The indictment for a white-collar crime is a life-altering event that changes someone’s life. It sure changed mine! For starters, doubling down helped lead to a longer prison sentence.

The ancient philosopher Plutarch once said, “To make no mistakes is not in the power of man, but from their errors and mistakes, the wise and good learn wisdom for the future.” This timeless wisdom holds especially true when facing the repercussions of a white-collar indictment. Making a mistake is one thing; compounding it by doubling down on a flawed strategy is quite another and leads to a cascade of disastrous consequences.

Emotional Responses: When I knew an indictment was coming, my emotions ran high—fear, anger, disbelief. Plutarch’s words remind us that while it is human to err, wisdom lies in learning from our mistakes. But overwhelmed by emotion, I made impulsive decisions that complicated my legal situation.

Limited Understanding of a Government Investigation: I need to be more familiar with the legal system to understand the severity of the indictment. Instead of learning from my initial error, I plunged deeper into a quagmire of poor decisions, unaware of the long-term ramifications.

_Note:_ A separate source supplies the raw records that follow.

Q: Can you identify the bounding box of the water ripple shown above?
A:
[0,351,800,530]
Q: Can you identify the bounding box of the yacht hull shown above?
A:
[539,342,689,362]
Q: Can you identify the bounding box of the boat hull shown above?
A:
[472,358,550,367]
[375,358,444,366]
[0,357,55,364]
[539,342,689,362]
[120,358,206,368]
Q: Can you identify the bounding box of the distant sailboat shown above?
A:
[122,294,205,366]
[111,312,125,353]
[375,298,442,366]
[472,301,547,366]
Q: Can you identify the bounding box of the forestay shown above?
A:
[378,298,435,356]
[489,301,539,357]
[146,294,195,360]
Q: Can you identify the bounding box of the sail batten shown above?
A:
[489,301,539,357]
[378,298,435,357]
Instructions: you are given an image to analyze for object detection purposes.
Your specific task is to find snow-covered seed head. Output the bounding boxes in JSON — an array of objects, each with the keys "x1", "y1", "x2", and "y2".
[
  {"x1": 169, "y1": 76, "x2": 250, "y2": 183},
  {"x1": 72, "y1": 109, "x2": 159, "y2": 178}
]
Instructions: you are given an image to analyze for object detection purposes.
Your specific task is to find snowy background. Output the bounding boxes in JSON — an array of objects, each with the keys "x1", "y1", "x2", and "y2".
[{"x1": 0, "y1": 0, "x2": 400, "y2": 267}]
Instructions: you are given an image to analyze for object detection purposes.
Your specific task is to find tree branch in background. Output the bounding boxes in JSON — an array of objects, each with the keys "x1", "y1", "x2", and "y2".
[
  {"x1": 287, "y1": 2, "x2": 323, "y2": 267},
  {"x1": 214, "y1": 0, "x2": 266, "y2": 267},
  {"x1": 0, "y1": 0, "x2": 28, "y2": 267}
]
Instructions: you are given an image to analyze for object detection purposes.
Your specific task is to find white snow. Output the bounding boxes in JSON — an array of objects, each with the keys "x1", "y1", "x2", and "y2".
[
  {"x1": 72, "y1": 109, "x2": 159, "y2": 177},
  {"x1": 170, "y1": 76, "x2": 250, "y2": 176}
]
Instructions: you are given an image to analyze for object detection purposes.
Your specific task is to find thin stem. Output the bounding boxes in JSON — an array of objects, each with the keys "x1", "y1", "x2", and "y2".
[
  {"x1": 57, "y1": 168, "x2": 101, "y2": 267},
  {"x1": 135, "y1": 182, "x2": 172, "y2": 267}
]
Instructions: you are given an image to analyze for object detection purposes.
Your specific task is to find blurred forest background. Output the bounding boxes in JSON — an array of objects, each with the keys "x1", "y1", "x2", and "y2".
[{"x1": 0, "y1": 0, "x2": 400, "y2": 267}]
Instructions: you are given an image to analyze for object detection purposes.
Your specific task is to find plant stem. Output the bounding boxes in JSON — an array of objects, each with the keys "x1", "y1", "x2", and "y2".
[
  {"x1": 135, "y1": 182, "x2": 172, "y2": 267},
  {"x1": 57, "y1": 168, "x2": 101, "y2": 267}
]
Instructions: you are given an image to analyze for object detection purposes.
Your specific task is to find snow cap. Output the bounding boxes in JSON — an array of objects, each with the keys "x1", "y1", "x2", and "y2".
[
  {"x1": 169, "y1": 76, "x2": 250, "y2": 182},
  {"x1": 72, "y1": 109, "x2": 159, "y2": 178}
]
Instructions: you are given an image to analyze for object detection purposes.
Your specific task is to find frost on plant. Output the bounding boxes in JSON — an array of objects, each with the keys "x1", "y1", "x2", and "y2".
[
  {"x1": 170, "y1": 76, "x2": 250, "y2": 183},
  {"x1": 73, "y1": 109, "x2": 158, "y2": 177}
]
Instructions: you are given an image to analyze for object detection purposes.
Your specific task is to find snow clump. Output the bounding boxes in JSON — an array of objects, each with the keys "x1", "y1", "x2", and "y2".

Overconfidence: Confident in my innocence or persuasive abilities, I might have spoken to investigators without legal counsel. Had I heeded Plutarch’s advice, I would have acknowledged my initial mistake and sought expert advice, rather than making matters worse by speaking without representation.

Trust in the Wrong Advice: Friends and associates, while well-meaning, might need to understand the intricate nature of the system. Their advice led me astray, further solidifying the lesson that not learning from one’s mistakes can lead to more problems.

Desire to Maintain Control: The desire to take control of a spiraling situation may have compelled me to stick with my initial strategy. But as Plutarch suggests, true wisdom would have been to recognize the mistake and adapt my approach accordingly.

Financial Pressure: The illusion of minimizing costs by sticking to the original strategy resulted in significant financial burdens. More legal fees piled up, draining resources and adding more stress to an already brutal situation. Denial: The refusal to accept the reality of the indictment could have been the most damaging mistake of all. Contrary to Plutarch’s guidance, denial led me to double down to learn from our errors for a better future.

Doubling Down Leads To More Pain, Including a Longer Federal Prison Sentence

Longer Prison Term: Failing to adapt my strategy after the indictment inevitably affected the sentence. What might have been a more lenient penalty turned into a more extended period of incarceration, affecting not just me but my family as well.

Increased Legal Fees: Every wrong step after the case began required additional legal maneuvers, each adding to the cost of an already expensive process.

Pain To My Family: The compounded mistakes extended beyond legal and financial consequences. The emotional and psychological toll on my family was profound, magnifying the pain and hardship they had to endure.

Reputational Damage: The public spectacle of not only being indicted but also making matters worse through poor decisions can irreversibly damage one’s reputation, making it much harder to rebuild life after serving a federal prison sentence.

Knowing that I was a target should have led me to think more about my choices post-indictment. Plutarch’s wisdom is clear: while we cannot undo past mistakes, we have the power to learn from them and make wiser decisions for the future. Had I embraced this wisdom, I could navigate the complex legal landscape more effectively, reducing the severity of my sentence and the pain inflicted on my family.

To those in a similar predicament, remember that while committing a white-collar crime is a significant mistake, it’s even more egregious to compound it by doubling down. Taking Plutarch’s words to heart can guide you through the dark labyrinth of indictment and into a future where mistakes become stepping stones for wisdom and personal growth.